The US acknowledged the progress made by Pakistan in steadying its economy and advancing the reform agenda defined by Prime Minister Sharif and his government in close cooperation with the International Monetary Fund and other multilateral institutions. Kerry welcomed Pakistan’s efforts to improve its anti-money laundering and counter-terrorism financing framework in cooperation with the Financial Action Task Force (FATF).
Both sides expressed satisfaction at the outcome of the 23rd round of the Defence Consultative Group (DCG) held in Washington December 2014 and committed to areas for future defence cooperation. They noted that the DCG Working Group played a role in strengthening cooperation to support both countries’ security interests. Both sides renewed their mutual commitment to a strong defence relationship.
Kerry and Aziz noted that a peaceful, stable, independent, united and prosperous Afghanistan is vital for peace and stability in the region.

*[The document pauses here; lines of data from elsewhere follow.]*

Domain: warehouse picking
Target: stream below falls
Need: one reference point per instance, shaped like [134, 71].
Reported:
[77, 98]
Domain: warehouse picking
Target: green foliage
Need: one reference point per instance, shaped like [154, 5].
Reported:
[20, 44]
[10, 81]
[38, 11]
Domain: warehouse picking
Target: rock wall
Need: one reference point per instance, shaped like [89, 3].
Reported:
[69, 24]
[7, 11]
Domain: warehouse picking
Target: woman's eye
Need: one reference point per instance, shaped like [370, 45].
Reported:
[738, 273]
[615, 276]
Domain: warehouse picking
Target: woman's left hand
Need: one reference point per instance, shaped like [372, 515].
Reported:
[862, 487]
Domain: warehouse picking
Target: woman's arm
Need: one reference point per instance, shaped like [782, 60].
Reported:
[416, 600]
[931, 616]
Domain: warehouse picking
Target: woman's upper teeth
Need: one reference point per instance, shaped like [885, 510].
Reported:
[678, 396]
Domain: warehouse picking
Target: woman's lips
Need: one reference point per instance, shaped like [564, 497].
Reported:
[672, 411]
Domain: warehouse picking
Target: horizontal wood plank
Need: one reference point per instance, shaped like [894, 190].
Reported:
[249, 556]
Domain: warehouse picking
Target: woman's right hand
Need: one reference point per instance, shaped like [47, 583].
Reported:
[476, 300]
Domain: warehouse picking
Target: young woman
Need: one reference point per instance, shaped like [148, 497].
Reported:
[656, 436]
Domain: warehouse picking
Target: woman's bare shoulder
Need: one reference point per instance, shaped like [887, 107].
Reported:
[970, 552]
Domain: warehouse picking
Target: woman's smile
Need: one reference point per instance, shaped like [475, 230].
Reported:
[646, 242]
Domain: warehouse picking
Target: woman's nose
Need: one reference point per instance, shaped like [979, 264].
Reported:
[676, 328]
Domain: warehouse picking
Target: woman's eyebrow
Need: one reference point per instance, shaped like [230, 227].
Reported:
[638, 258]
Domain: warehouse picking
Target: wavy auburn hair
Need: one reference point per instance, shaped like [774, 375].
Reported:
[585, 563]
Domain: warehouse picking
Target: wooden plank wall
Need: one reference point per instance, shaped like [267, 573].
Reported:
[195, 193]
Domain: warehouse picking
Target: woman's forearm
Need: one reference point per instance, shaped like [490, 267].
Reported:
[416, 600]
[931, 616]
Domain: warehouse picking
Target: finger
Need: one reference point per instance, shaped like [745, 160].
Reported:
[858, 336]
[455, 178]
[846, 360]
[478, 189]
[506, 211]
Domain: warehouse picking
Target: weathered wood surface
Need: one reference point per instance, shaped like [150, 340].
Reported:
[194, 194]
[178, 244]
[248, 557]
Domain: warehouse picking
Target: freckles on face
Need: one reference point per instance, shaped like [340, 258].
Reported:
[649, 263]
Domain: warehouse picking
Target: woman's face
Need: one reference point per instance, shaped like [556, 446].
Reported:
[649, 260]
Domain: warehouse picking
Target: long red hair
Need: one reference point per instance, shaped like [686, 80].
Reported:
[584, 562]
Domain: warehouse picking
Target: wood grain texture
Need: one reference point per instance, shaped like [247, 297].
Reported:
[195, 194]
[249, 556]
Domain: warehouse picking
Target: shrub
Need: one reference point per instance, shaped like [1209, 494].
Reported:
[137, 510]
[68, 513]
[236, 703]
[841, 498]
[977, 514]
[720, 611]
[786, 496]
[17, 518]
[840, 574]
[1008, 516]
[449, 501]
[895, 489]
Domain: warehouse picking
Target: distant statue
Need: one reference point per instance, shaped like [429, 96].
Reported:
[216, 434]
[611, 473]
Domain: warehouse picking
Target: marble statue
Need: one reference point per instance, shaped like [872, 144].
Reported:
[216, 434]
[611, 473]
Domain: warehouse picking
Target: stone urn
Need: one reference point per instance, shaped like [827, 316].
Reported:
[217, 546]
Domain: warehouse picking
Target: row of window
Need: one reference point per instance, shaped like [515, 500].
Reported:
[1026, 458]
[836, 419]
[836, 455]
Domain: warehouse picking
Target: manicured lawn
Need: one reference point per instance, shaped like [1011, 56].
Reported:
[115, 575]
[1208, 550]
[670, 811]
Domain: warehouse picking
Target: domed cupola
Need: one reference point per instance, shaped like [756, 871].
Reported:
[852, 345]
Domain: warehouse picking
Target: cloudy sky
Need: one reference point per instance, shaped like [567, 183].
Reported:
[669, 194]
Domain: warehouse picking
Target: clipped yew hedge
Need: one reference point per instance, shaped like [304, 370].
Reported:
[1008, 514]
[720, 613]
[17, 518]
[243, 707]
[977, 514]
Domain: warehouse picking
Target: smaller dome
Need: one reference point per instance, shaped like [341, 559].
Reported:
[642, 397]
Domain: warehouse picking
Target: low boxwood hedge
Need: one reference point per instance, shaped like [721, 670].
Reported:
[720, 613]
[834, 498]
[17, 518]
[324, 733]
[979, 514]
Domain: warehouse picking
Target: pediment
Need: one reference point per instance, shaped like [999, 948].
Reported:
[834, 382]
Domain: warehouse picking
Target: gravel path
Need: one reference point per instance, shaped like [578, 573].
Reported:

Kerry welcomed the renewed and intensified engagement between Pakistan and Afghanistan, including President Ashraf Ghani’s visit to Pakistan.
He encouraged continued dialogue and cooperation between both sides, recognising the importance of cooperation for the stability of Afghanistan, Pakistan and the broader region.
Meanwhile, during the joint press conference, key advisor Aziz said the US being an influential member of the international community could prevail upon India to work with Pakistan for regional peace and economic prosperity.
“The cancellation of foreign secretary-level talks by India, followed by the recent incidents of unprovoked and indiscriminate firing on the Line of Control (LoC) and Working Boundary (International Border) are a source of serious concern to Pakistan,” he said.
“We hope, therefore, that US as an influential member of the international community can prevail upon India to work with Pakistan towards regional peace and economic prosperity.”
Kerry said that Sharif deserved a lot of credit for his leadership in reaching out to his neighbours to develop peace and understanding.
“I can’t emphasise enough that it is profoundly in the interest of Pakistan and India to move their relationship forward,” Kerry said.
“This is the hardest time to work; it means you have to put a lot of time and effort into overcoming historical mistrust, past events and enmities that come from that history.
“We have to create a pact for sustainable peace through dialogue. We applaud the efforts to do so, we encourage both Pakistan and India to re-engage and the US will do whatever it can to try to help in that effort,” Kerry added.
The US is committed to boosting its security and intelligence cooperation with Pakistan, and will continue to stand with Pakistan in its difficult hour, Kerry added.
“Just as we stand with the people of France in its difficult hour, America will continue to stand with the people of Pakistan as they build a future that is free from the threat of violent extremism,” Dawn quoted him as saying at the press conference.